PENRITH RSL Club is commemorating Australia's war history in a new display.
In one corner, there is a wall sculpture of the Gallipoli campaign.
Alternating lights at the top mimic the flashes of Turkish gunfire, while three-dimensional figures of Australian soldiers cling to almost vertical hillsides.
The club's president, Neville Barnier, who is a Vietnam War veteran and also president of the Penrith RSL sub-branch, has visited Gallipoli.
"It looks just like that," Mr Barnier said, pointing to the sculpture. "I can't believe those soldiers got up that hill."
The display is divided into sections representing different parts of Australia's military history, such as World War I, World War II, Korea, Vietnam and peace-keeping missions.
Glass cabinets contain medals and old photos of soldiers, sailors and airmen as well as other memorabilia.

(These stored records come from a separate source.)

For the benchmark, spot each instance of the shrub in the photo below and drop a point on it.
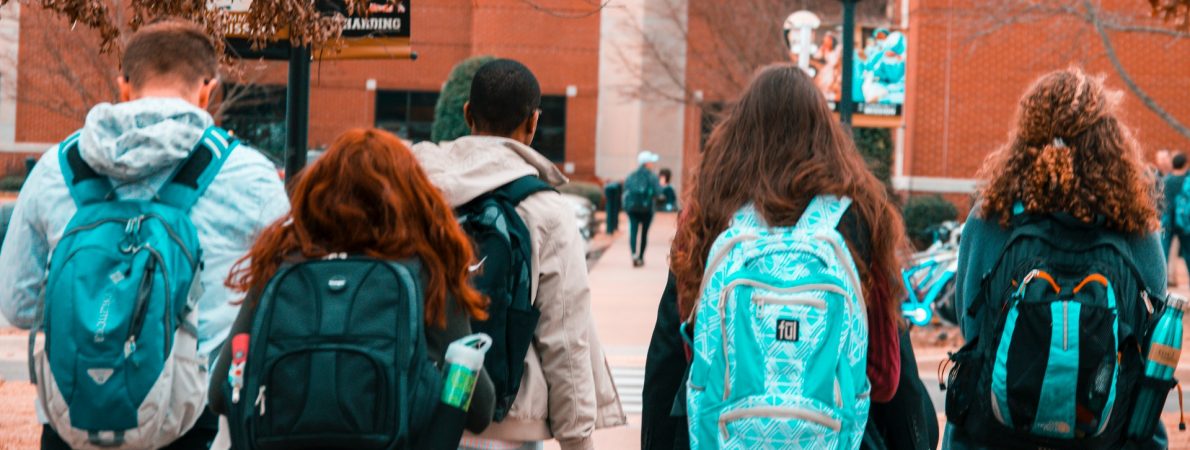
(449, 123)
(922, 213)
(592, 192)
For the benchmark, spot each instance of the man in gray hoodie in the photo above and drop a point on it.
(169, 70)
(567, 391)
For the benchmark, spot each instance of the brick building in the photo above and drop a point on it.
(395, 94)
(607, 98)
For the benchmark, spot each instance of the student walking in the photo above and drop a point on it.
(640, 192)
(144, 210)
(785, 266)
(555, 382)
(363, 210)
(1062, 269)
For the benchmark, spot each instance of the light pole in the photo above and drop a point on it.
(846, 104)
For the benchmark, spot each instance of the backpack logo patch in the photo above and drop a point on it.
(100, 375)
(787, 330)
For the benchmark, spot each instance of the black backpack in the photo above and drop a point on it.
(337, 360)
(1057, 363)
(503, 248)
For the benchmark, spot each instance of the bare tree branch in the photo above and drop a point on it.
(1127, 79)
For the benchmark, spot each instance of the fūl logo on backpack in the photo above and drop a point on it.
(101, 325)
(787, 330)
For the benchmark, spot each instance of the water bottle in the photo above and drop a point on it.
(464, 360)
(1164, 350)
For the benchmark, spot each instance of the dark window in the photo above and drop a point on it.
(256, 114)
(406, 113)
(551, 129)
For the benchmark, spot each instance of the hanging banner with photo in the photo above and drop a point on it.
(878, 68)
(383, 33)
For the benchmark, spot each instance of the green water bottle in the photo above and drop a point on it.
(1164, 350)
(464, 360)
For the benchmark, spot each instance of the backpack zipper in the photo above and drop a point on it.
(260, 399)
(776, 412)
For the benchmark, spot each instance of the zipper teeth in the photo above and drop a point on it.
(776, 412)
(1065, 324)
(819, 304)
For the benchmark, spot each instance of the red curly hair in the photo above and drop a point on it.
(368, 195)
(1070, 154)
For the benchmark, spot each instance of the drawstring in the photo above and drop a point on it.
(1182, 414)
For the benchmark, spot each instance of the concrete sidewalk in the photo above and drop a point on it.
(624, 302)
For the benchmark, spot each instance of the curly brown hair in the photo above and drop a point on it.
(1070, 154)
(778, 147)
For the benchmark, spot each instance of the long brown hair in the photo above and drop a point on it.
(1070, 154)
(778, 147)
(368, 195)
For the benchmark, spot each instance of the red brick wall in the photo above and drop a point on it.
(949, 136)
(561, 51)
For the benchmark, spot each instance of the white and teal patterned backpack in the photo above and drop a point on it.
(780, 337)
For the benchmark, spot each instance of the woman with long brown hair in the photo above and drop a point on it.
(1068, 187)
(368, 195)
(777, 150)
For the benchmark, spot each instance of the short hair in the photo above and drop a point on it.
(503, 94)
(169, 50)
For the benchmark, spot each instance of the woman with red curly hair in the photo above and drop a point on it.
(368, 195)
(1070, 167)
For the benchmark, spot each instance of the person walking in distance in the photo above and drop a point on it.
(640, 192)
(145, 208)
(552, 380)
(1177, 202)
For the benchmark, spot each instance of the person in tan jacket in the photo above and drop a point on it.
(567, 391)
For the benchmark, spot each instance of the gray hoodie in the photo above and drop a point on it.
(567, 392)
(137, 144)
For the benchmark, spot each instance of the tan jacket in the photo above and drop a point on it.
(567, 392)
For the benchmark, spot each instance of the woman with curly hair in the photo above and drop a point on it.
(368, 195)
(1072, 168)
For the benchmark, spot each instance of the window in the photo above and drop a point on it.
(551, 129)
(256, 114)
(406, 113)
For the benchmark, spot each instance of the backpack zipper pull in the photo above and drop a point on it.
(260, 400)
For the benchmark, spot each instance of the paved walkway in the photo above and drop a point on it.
(624, 301)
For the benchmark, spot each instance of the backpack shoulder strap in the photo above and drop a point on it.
(824, 212)
(192, 177)
(85, 183)
(521, 188)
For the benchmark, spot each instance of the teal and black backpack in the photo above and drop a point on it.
(336, 358)
(780, 337)
(119, 366)
(639, 192)
(503, 249)
(1057, 361)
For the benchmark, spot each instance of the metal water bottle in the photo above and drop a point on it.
(1164, 350)
(464, 360)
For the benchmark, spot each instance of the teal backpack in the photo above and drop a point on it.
(119, 367)
(780, 337)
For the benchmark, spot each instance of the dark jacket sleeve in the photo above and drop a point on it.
(458, 325)
(217, 394)
(664, 372)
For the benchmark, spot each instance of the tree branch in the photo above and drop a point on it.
(1127, 79)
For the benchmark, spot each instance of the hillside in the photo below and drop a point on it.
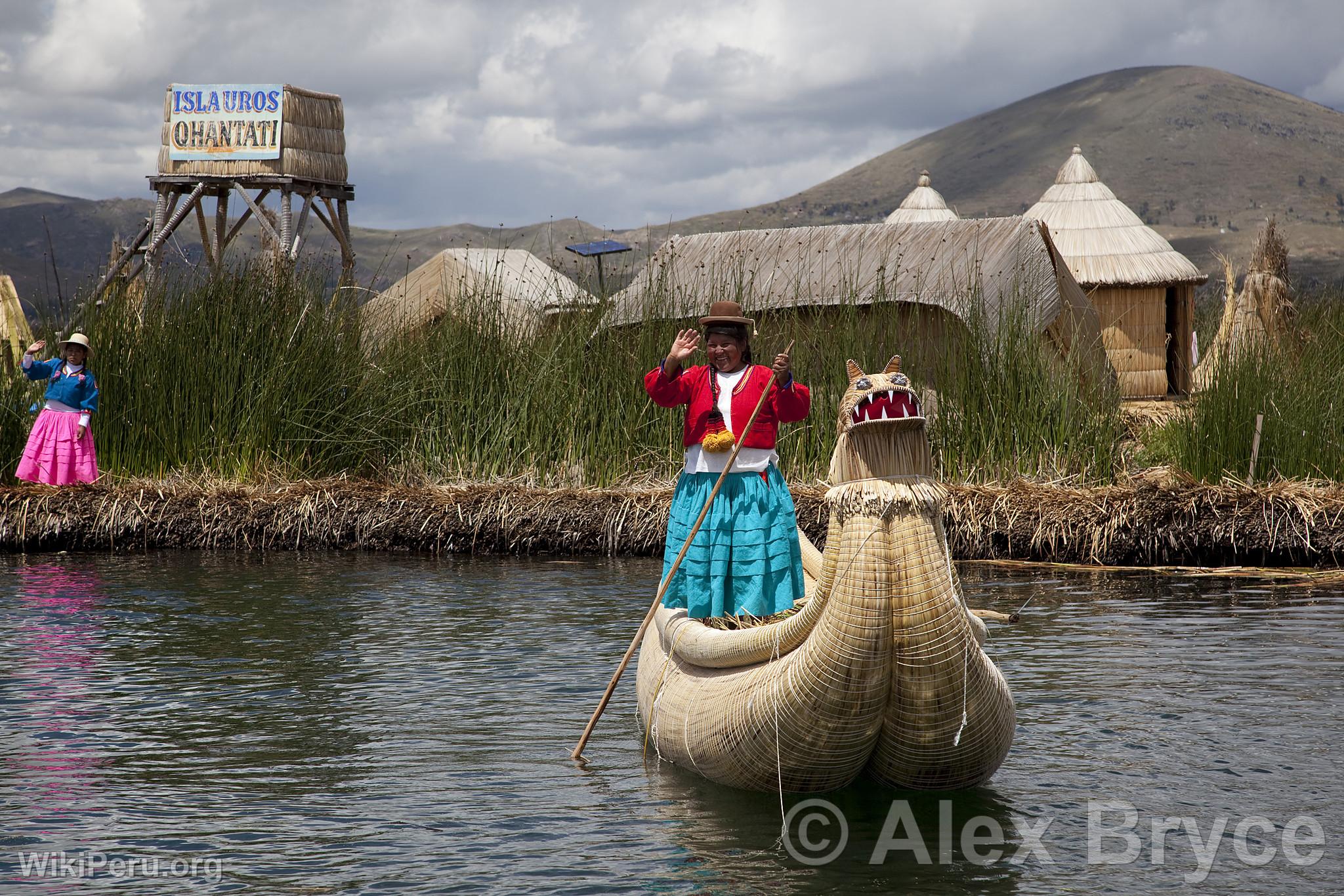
(1202, 155)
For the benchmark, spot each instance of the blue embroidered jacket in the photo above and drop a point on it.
(77, 390)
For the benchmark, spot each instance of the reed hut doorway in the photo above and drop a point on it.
(1181, 338)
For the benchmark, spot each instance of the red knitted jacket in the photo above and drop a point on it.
(691, 387)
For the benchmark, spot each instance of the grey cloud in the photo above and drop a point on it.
(515, 112)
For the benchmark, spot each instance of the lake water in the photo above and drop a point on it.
(335, 723)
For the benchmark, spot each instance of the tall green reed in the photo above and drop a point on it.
(1297, 384)
(238, 375)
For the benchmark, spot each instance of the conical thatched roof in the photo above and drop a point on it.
(511, 283)
(1102, 241)
(1257, 314)
(922, 203)
(14, 324)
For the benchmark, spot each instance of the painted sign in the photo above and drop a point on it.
(225, 121)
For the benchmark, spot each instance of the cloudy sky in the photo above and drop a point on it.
(496, 112)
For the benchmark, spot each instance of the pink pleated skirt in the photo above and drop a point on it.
(54, 456)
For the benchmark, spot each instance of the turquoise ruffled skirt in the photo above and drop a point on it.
(745, 558)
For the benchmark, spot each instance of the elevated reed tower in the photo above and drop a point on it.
(252, 142)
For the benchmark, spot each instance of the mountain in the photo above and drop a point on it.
(1202, 155)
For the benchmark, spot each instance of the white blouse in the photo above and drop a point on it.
(73, 370)
(749, 460)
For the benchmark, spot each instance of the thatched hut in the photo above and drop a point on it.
(924, 203)
(514, 284)
(1257, 315)
(1144, 291)
(312, 143)
(940, 273)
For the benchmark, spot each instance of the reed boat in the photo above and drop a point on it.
(878, 669)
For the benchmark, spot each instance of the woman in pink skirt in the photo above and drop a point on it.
(60, 449)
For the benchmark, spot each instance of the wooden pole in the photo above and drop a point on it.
(151, 260)
(220, 226)
(205, 237)
(1260, 421)
(677, 565)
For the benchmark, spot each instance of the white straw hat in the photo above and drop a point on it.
(75, 339)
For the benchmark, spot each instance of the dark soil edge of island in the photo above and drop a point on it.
(1144, 523)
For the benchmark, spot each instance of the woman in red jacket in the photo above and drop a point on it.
(745, 558)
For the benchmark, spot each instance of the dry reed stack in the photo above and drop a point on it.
(1257, 315)
(941, 273)
(1144, 291)
(1140, 523)
(312, 143)
(924, 203)
(14, 324)
(510, 285)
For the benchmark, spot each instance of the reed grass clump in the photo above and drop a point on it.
(1296, 382)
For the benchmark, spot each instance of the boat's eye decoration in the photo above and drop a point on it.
(879, 398)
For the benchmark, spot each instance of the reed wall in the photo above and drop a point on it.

One also contains a Lee Enfield 303 rifle, which Australian soldiers used from World War I to the Korean War.
In another corner an "eternal flame" sits, represented by a flame-shaped sculpture with different coloured lights.
Mr Barnier said the club asked Kingswood TAFE students to design the display to create a more modern image of Australian war history.
"It didn't look as much like an RSL club as we think it should," he said.
"There was something lacking in this space."
Mr Barnier said the display was still growing and would continue to do so until its official opening next month.
"We're getting people bringing stuff in," he said.
"Just recently we got a parcel full of magazines from the Boer War."
From 1899 to 1902, Australian and British troops fought the Boers in South Africa, who unsuccessfully resisted British expansion into their territory.
"Penrith is one of the strongest sub-branches and we've still got a strong RSL tradition," Mr Barnier said.
"A post here will have all the names of the fallen, from World War I to Vietnam, who came from the Penrith district."
Veteran Affairs Minister Warren Snowdon will officially open the Penrith RSL Club display at 11am on June 6.